事業の企画背景
精神や知的等のしょうがいしゃ(国立市の行政表記に倣い、固有名詞以外はすべてひらがなで記す)の生活は、施設から地域への移行が推進される一方、自宅と通所先との往復の生活に閉じられがちで、共生社会の実現を阻む社会的分断や社会的孤立が指摘されています。
わたしたちは、医療や福祉の制度拡充だけではなく、障害の有無にとらわれず互いに学びあい、つながる共生の地域づくり(=「キョウドウを生きる暮らし」)が必要だと考えています。
本事業は、その具体的な実践モデルは、「リカバリーカレッジ」や「リカバリーの学校」といった先行実践です。「リカバリーカレッジ」とは、英国で生まれた取り組みで、近年、日本の各地でも実践されています。
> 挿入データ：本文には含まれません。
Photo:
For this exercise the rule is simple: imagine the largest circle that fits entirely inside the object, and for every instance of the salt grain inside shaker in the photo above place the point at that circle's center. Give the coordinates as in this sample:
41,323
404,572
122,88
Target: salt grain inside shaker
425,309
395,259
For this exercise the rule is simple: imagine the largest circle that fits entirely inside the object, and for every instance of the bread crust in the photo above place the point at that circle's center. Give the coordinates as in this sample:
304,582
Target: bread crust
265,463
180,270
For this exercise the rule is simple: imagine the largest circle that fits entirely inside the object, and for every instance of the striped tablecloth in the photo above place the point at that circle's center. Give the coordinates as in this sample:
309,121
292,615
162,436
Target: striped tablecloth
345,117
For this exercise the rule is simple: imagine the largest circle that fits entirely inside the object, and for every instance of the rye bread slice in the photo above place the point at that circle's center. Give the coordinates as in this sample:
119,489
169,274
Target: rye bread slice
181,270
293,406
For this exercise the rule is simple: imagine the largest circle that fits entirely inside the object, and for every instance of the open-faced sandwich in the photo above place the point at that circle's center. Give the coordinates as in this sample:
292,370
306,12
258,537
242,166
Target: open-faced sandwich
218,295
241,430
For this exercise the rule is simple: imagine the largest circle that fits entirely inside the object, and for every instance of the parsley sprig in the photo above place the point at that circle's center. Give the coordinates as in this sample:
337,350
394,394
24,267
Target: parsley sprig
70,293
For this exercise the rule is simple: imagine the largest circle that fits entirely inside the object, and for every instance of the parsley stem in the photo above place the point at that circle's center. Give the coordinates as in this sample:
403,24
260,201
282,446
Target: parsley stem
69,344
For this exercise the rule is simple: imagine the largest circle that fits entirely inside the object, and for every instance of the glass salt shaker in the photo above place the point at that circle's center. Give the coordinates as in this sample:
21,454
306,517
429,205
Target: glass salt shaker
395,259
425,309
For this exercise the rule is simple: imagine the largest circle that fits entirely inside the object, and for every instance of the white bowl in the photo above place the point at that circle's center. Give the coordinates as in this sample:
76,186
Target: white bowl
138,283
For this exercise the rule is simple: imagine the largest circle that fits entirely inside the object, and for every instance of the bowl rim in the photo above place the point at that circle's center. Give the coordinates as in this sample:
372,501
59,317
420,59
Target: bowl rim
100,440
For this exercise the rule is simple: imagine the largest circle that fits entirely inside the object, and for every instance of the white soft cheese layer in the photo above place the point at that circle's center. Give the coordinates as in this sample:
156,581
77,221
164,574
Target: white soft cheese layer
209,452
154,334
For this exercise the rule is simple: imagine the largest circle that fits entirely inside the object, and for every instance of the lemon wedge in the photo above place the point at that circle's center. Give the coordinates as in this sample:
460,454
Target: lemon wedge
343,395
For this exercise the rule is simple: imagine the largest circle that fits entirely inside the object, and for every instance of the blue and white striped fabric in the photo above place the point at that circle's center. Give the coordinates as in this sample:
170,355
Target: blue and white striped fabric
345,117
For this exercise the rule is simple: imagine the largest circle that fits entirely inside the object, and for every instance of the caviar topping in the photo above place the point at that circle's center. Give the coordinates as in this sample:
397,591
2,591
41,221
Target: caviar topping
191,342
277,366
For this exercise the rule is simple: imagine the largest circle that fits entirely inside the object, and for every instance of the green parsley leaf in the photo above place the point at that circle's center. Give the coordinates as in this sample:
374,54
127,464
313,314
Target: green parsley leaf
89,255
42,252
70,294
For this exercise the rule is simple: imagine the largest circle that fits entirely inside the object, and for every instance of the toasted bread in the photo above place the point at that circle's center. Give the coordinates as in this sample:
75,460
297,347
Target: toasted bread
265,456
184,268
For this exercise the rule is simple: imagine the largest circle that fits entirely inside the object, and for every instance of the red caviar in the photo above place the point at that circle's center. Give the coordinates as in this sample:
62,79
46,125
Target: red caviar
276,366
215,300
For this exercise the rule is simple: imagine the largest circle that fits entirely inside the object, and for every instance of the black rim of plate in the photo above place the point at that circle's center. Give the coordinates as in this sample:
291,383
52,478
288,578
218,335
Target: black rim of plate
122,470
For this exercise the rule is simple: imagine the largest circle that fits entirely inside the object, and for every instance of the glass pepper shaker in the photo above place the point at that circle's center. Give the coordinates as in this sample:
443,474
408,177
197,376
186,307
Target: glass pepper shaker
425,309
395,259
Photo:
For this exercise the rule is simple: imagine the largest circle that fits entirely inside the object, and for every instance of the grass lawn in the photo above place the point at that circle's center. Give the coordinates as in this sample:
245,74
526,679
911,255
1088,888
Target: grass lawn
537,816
この取り組みは、市民のメンタルヘルス向上に向けて、疾患のある人やその支え手が、多様な生きづらさ/生き辛さ等と向き合いながら地域で豊かに暮らしていくために、支援/被支援の関係を超えて協同し、互いに学びあうことを推進しています。
また、「リカバリーの学校」は、「リカバリーカレッジ」とは別の文脈で、東京都調布市ではじめられた「精神疾患があっても充実した人生を送る」ことをコンセプトにし、『リカバリーの学校の教科書:精神疾患があっても充実した人生を送れます!』(EDITEX、2012年)というテキストからテーマを選び、精神疾患経験者の体験談も交えながら、対話的な学びの時間をもつ取り組みです。
本事業はこれらに着想を得ながら、教育と福祉、一般市民としょうがいしゃをつなぐ、「キョウドウを生きる暮らし」を実現する国立市独自の共生の学びの場づくりを目指します。なお、ここでの「リカバリー」とは、症状やしょうがいからの「回復」の意味で用いず、多様な「生きづらさ」を抱えながらも、その人らしい人生を主体的に求める生き方としています。
また、国立市では、ソーシャル・インクルージョンの理念のもと、まちづくりの根幹に広義の健康=「ウェルビーイング」を据え、「健康まちづくり戦略」を策定し、今後施策を推進しようとしていますが、本事業は、こうした国立市の理念や施策とも親和的で、国立市の関連部署と連携・協働することで、相乗的な効果も期待できます。
本事業は、令和5年度より「リカバリーの学校@くにたち」(以下、「RGK」と表記。)として生涯学習プログラムの開発を国立市と実証してきました。特に、これまでしょうがいしゃの生涯学習分野で実績があり、文部科学省第78回優良公民館表彰において「最優秀館」に選ばれた行政機関として国立市公民館と協働します。国立市公民館がプログラム実施面で主体的に参画することで、地域や行政全体への波及効果も期待されます。
なお、「キョウドウ」とは、共同・協同・協働等によって孤立や排除に抗する地域を創る意味で用いています。本実践研究事業を通じて令和5年度から実施しているRGKでは、背景・属性が異なる人々が国立市内外の既存/新規の場を知り、足を伸ばし、そこでの出会い・交流を行う等相互的な場の移動が伴っています。RGKではそれをひとまず「回遊性」としています。
このような移動は、場・コミュニティをまたぎ、個人の属性、立場、コミュニティ、分野のちがいによって引かれた境界線を結果的に越え、なかにはそこでの関わりによって相互の内面的変化/変容が起こっていることがみうけられます。RGKでは、これらの事象を「越境性」と呼んでいます。
回遊性・越境性・共生圏

そして、このように人と人が相互に作用し合いながら、自発的な移動・活動によって、人と人とが交わる範囲が実質的に広がっていく「共生圏の拡張」(仮説的概念)を通してみることで、「障害者の生涯学習」による多様な人々の参加・参画によって、だれかとの関係がつながっていき、孤立や排除に抗する地域を創ることにつながると考えています。